A Couples’ Story, Part One:
Should We Be Happy All The Time?
I was struck by a session I had recently with a couple. They were separated and on the verge of divorce when the woman, Mary, came in for a four-day intensive. Mary had faced some serious issues in her marriage over a long period of time, and had become very anxious, and, more recently, depressed. She was tense, she didn’t sleep well, and was constantly pre-occupied with the issues she had experienced in her marriage.
After a few days of intensive learning about the inside-out nature of life, Mary’s experience of life suddenly shifted. She saw how her own thoughts were creating the feelings of anxiety and low self-worth that she had been experiencing for so long.

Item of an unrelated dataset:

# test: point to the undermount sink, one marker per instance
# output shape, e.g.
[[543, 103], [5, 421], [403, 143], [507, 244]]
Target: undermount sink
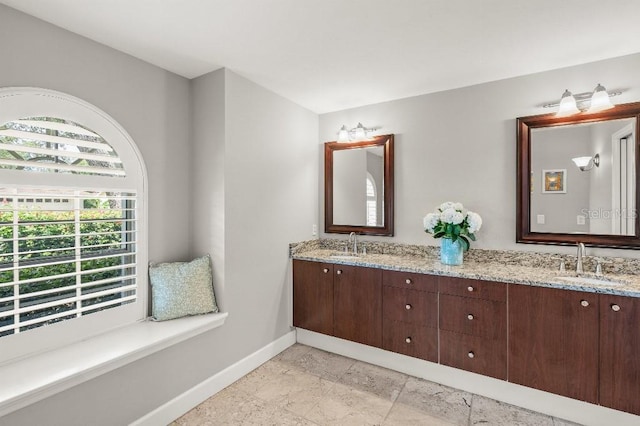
[[343, 256], [591, 281]]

First her mind got quieter – she started to feel more peaceful and, to her amazement, started sleeping better. Then her own innate joy and well being welled up inside her. Mary began experiencing happiness for the first time in a long time. She was psychologically free, and it was beautiful to witness the transformation she experienced.
Mary and her husband re-united, and had a lovely honeymoon period that lasted for several months. They just focused on enjoying each other. Then something happened that reminded Mary of the issues from the past. Her thoughts became focused on those issues and the pain the she had experienced with her husband. Though they had put those issues behind them, suddenly it was all Mary could think about. They arrived for their next session looking unhappy and downtrodden.

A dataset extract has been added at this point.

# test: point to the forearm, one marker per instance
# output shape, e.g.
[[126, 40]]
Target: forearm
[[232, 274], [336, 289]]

What was most remarkable to me about witnessing Mary in that session was the shift that took place in her consciousness. When she first started working with me, it was as if she was caught in a world of mirrors, all of them reflecting her mental pain. Learning about the inside-out nature of life had snapped her out of that dream. Now she was caught back up in it and I could see that when I talked to her, she wasn’t really listening to me. My words were like a distant echo, and what Mary was hearing, mostly, were her own thoughts cycling and re-cycling.

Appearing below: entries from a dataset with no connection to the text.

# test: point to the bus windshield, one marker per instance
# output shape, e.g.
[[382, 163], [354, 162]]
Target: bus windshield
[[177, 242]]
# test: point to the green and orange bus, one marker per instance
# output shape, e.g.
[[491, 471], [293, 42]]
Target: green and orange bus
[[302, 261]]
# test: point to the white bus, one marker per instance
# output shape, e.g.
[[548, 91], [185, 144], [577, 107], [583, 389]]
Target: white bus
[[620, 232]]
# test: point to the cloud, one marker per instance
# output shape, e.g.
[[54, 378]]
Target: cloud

In Mary’s case, my mentioning that she wasn’t listening to me was what it took to snap her out of her dream. Suddenly she looked at me as if seeing me for the first time, though we were half way through the session. At that point I repeated much of what I’d already said, as I knew she hadn’t heard me. I told Mary that it’s natural sometimes to re-visit issues that haven’t been healed in a relationship, especially as that relationship gets better. Sometimes that’s what it takes to have enough safety and security to be present to the pain that occurred in the past, and get over it. When we’re not available to have pain and grieve loss in the moment, sometimes we do so later.
Mary had stepped into a pitfall that people do sometimes when they learn the principles – thinking that because you know that your thoughts create your feelings you should be happy all the time. This is a misinterpretation of understanding the inside-out nature of life. A more accurate way to put it is that when you see your thoughts creating your feelings in the moment, you can’t create as much unnecessary pain for your self. You still may have grief sometimes, if you experience a loss, or other thoughts and feelings in response to life events. But these thoughts and feelings will normally flow through you, creating depth and healing on the way. It’s when we interfere with thoughts and feelings flowing through us, through over-analysis, resistance, or other ways of keeping thought in place, that we interfere with the design of our own minds – which is to experience our own innate well being again once the thought storm has passed.